I’m 29. Some of you may remember me from my recent posts about my toxic relationship and how I’m preparing myself to leave it.
Tonight I feel heavy with sorrow, diving into my errors of judgement, searching my past for how I managed to get myself to where I am now. My spirit feels crushed.
I was raised in an abusive environment with my mother and stepfather, a foul pair who injected poison into a lot of lives. They were criminals. For much of my childhood I refused to believe what I was witnessing in regards to my mother. I loved her. I wanted her to love me. I thought that if only I could be better, do more, I could help her out of her ways. I never could. A memory I can’t shake off is one from when I was 12... My mother had told me that day that my stepfather, the nasty man who had run off three months earlier to be with another woman, was returning. I sat in the bathtub holding my boombox that was plugged into the wall over the water. That was the first time I wanted to kill myself. All that kept me from doing it was my belief that my mother somehow needed me.
It wasn’t until I was 19 that I cut her out of my life. My extended family, they never really understood why I chose to do that, no matter how I tried to explain until I was blue in the face. They were and still are largely in denial about what happened. So much so that they won’t talk with me today. I cannot go to them for anything.

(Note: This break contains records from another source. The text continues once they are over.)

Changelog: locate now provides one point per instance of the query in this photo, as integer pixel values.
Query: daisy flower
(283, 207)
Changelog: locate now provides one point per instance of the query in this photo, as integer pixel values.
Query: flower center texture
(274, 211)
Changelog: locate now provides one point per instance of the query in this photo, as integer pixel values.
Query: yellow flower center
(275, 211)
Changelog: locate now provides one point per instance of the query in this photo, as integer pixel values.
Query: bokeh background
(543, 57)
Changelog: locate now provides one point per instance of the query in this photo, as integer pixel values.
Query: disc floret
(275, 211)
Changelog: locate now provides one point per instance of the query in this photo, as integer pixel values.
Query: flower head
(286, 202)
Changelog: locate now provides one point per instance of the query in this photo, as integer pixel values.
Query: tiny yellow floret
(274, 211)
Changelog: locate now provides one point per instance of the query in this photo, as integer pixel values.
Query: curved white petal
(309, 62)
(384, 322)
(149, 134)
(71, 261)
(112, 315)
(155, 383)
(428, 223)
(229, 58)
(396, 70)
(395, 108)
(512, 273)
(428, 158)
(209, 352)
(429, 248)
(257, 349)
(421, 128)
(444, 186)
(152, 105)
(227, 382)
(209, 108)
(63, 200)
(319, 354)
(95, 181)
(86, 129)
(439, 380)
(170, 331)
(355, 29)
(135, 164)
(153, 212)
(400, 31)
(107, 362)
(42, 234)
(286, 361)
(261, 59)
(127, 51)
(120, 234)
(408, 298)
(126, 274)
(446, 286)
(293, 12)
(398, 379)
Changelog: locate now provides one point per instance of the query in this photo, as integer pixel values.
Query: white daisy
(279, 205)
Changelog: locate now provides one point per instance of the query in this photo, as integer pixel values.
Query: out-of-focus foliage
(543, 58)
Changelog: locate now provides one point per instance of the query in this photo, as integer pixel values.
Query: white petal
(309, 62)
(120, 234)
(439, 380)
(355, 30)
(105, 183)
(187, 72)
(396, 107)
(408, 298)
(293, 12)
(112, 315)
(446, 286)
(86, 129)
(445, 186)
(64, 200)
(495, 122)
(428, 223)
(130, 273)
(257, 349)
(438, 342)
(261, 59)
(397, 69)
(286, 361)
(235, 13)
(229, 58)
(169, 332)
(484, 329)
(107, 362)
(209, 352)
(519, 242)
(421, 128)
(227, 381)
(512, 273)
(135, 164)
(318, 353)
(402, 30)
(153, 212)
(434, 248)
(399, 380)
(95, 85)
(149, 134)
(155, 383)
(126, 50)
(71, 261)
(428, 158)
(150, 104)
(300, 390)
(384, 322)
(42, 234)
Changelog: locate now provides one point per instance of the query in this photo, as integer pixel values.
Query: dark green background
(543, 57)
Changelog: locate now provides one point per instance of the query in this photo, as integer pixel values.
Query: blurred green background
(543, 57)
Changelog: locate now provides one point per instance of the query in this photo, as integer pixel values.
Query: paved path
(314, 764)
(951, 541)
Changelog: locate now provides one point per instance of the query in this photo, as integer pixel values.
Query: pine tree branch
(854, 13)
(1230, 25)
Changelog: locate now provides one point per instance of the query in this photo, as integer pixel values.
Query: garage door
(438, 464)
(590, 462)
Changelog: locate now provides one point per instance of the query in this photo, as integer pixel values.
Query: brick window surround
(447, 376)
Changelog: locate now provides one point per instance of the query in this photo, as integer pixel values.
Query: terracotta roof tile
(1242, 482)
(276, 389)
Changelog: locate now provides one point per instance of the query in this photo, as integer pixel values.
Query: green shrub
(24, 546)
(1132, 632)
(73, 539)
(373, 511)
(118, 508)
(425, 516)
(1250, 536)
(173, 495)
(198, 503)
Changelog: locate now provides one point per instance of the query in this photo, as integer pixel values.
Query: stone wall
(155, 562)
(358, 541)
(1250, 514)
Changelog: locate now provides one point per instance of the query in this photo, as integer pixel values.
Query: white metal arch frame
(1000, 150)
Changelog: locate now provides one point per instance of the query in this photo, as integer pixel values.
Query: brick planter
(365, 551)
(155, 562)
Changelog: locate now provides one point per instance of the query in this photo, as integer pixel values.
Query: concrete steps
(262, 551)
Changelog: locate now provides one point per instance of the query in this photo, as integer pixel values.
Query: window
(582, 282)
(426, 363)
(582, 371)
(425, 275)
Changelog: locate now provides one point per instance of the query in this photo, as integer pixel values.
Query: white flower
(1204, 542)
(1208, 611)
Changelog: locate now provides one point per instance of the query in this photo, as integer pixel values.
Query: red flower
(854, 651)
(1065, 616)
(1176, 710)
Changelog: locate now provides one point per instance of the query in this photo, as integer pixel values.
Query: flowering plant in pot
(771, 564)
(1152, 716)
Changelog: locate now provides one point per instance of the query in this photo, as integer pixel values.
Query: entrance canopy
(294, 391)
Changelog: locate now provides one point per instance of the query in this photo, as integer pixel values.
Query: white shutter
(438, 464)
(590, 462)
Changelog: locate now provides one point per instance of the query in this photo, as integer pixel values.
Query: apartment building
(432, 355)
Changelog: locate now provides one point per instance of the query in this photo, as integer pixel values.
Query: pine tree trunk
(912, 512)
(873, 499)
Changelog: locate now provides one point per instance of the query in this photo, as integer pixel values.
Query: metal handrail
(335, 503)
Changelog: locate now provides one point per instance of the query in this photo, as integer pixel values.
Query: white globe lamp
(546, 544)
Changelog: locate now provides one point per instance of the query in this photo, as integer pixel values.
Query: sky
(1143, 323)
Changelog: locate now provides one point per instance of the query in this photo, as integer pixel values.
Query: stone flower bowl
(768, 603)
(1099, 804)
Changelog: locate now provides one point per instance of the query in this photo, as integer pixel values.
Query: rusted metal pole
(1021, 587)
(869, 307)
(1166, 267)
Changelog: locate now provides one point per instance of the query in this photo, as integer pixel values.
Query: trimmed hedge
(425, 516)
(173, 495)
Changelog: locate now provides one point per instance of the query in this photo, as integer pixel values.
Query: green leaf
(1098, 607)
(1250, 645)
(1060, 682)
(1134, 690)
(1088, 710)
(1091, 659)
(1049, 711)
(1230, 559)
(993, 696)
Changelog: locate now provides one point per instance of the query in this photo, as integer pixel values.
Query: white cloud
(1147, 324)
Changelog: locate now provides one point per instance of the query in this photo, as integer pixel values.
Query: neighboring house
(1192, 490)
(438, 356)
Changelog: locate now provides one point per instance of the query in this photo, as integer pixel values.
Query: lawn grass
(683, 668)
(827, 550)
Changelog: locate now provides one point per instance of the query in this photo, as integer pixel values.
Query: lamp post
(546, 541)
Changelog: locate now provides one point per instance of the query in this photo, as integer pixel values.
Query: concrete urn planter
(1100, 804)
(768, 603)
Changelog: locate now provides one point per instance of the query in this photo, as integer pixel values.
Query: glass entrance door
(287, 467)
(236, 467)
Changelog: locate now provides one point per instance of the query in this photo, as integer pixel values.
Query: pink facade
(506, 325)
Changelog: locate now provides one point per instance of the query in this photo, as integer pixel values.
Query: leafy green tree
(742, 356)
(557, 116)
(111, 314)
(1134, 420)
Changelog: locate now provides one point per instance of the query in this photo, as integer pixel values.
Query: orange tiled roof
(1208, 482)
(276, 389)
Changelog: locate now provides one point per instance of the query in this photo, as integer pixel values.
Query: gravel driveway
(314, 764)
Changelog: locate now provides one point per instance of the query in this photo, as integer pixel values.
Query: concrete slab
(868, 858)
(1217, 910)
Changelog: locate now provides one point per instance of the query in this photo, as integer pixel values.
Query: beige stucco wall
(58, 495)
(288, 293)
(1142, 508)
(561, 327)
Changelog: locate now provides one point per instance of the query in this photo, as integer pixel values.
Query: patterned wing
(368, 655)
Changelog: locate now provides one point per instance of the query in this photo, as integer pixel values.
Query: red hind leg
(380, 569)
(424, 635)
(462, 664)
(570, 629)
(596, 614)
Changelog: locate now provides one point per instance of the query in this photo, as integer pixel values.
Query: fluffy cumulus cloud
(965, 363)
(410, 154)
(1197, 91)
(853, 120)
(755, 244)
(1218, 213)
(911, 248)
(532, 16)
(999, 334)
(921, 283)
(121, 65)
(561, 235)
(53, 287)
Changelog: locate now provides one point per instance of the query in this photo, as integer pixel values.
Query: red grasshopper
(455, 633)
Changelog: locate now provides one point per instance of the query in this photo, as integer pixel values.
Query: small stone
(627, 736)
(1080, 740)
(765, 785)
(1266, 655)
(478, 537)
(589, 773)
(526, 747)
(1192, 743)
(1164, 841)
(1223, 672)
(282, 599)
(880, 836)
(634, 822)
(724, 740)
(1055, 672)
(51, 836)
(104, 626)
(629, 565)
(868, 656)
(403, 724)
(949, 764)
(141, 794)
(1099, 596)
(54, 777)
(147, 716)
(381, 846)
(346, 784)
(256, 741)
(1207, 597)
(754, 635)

I did find my biological father when I was 20. It was wonderful to have him in my life. He killed himself last year, and I miss him every day.
I have no friends, as I have allowed myself to be isolated by my toxic partner. The friends I had before this were never all that close. I struggle with letting my guard down. The PTSD doesn’t help.
So here I am. I think I have attracted unhealthy partners to me, as I have failed to react to red flags by leaving. I try to fix a person instead. Maybe, in a sick way, it is because that is all I am familiar with and I have been avoidant of ways to heal myself.
I wish I had a close family. I’d give anything to have just one genuine friend that I could turn to. I’m so disappointed in myself for what I have allowed to happen. I will be leaving my toxic relationship. I’ve thought about maybe being single for the rest of my life. Where do I go from here? What would you do if you had no one? I’m so lost and lonely.